Case in point would be EVP's. The term started being used more largely after the movie "White Noise", but the research behind it was being done for quite some time. Now the term EVP is used so synonymously with any unexplained noises captured, that the very definition of EVP is almost irrelevant anymore. People in this field have gone so far as to define a variety of classes for the types of EVPs that can be captured, forgetting, it seems, that the definition is electronic voices that are generated that resemble speech. I cannot even tell you how many times I have been asked to review an EVP that is far from any speech type sounds, but knockings, banging, creak, and other odd audio anomalies. Are these really considered EVP's or are they simply audio anomalies?

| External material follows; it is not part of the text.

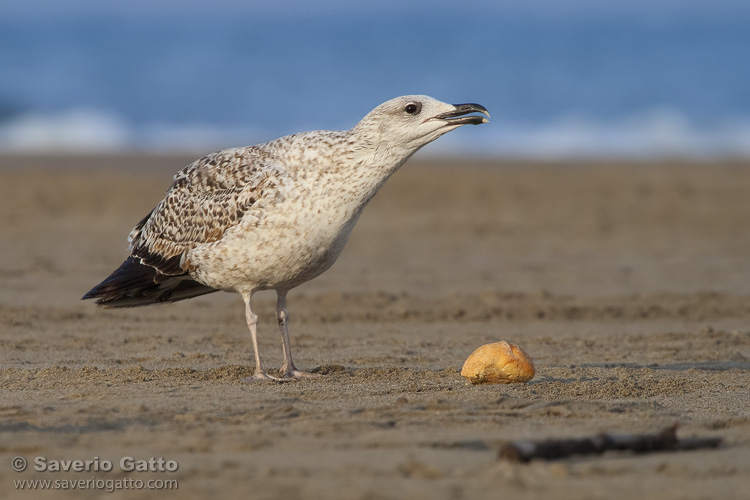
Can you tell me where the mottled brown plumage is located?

There are many ways to even misinterpret what is believed to be speech patterns because of how the audio is recorded, so labeling something an EVP before it can be definitively determined to be such, seems a bit presumptuous and careless as a researcher. The majority of investigators and researchers have a habit of "cleaning" their audio, which is just their way of saying "we don't know what the cause of the audio was or if it was saying something, so we altered the original audio in an attempt to find out". This act alone causes more digital artifacts to present themselves and be heard in the audio, making the possibility of misinterpretation and false positives highly increased. The biggest causes for claimed EVPs are simply apophenia, which is a natural ability to find significance in insignificant and random data, and audio pareidolia, which is a natural tendency for humans to associated random patterns with familiar and known patterns, such as random sounds interpreted as voices of known languages.

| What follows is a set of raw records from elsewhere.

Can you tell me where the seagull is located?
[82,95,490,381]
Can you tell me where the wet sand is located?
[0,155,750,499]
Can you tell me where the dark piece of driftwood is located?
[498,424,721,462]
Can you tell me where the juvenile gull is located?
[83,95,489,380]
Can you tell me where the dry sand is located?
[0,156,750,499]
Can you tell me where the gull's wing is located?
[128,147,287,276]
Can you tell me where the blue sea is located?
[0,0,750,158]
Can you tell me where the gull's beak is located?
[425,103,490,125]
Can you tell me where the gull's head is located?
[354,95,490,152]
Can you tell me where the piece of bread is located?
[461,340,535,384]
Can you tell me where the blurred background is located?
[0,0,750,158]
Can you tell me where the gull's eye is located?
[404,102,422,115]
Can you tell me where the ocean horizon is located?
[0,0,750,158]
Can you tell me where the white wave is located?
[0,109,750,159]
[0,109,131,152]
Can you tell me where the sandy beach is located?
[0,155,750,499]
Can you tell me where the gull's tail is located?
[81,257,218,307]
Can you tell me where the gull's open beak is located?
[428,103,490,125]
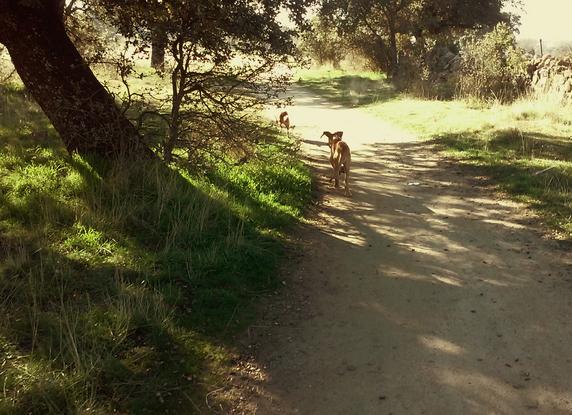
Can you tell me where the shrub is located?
[459,23,528,102]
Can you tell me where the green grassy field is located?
[299,71,572,239]
[0,83,311,414]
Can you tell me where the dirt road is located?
[243,91,572,415]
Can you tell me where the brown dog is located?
[278,111,290,137]
[320,131,352,196]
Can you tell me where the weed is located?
[0,90,310,414]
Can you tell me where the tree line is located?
[0,0,516,161]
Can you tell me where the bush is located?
[459,23,528,102]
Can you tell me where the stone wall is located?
[528,55,572,99]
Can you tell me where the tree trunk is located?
[0,0,153,158]
[151,30,167,72]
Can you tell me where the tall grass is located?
[294,72,572,239]
[0,85,311,414]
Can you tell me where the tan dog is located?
[320,131,352,196]
[278,111,290,137]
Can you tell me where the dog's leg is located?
[334,163,341,188]
[344,164,352,196]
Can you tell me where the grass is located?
[297,69,396,107]
[0,83,311,414]
[300,72,572,239]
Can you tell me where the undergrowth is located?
[300,72,572,239]
[0,89,311,414]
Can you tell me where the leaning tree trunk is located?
[0,0,152,158]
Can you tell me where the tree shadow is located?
[0,90,305,414]
[250,137,572,414]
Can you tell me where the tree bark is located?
[0,0,153,159]
[151,30,167,72]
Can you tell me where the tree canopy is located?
[320,0,511,75]
[0,0,312,157]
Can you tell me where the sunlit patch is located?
[433,275,463,287]
[419,336,465,355]
[482,278,509,287]
[483,219,526,229]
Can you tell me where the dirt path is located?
[240,91,572,415]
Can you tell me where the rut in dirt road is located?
[249,88,572,415]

Another area that is often mislabeled is photographs. There is such a strong debate of paranormal type photographs, that is has become near impossible to really determine what may or may not be paranormal, yet there are still many groups that are quick to label something paranormal simply because they cannot find a valid explanation that they find suitable. While there are many arguments as to why, I will leave that for a future article. Again, a photographic anomaly does not instantly become paranormal simply because the group cannot find a logical and rational explanation. 9 times out of 10, the methods in which the groups/individuals captured the photograph are far less than controlled and many in a chaotic mess of an investigation, that a logical and reasonable answer would be hard to determine based on the lack of background information alone. We are left with simply guessing at the cause, and frankly, that is no better than simply assuming it is paranormal in nature. Any photograph that contains unknown causes are first and foremost anomalies. They cannot be labeled paranormal until we fully can disprove any logical and rational explanation. This obviously will lead to more controlled methods for capturing data while in the field, or at least it should. The more controlled our methods for gathering data, the better we can determine the outside variables that consistently tarnish the data the is being collected.

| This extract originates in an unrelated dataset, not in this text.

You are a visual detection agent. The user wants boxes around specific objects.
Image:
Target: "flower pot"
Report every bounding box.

Of course this doesn't stop simply at audio and photographic data, every aspect of paranormal research seems to be clouded by falsities and presumptuous claims. So again, are we labeling data correctly? Are we being quick to label something before we can fully explain what it is? If you do not know what the cause of the anomaly is, that does not equate to the paranormal or paranormal type answers. Do the entire field a favor and please label your data correctly. It is ok to say that you don't know what something is. That is why this is called research.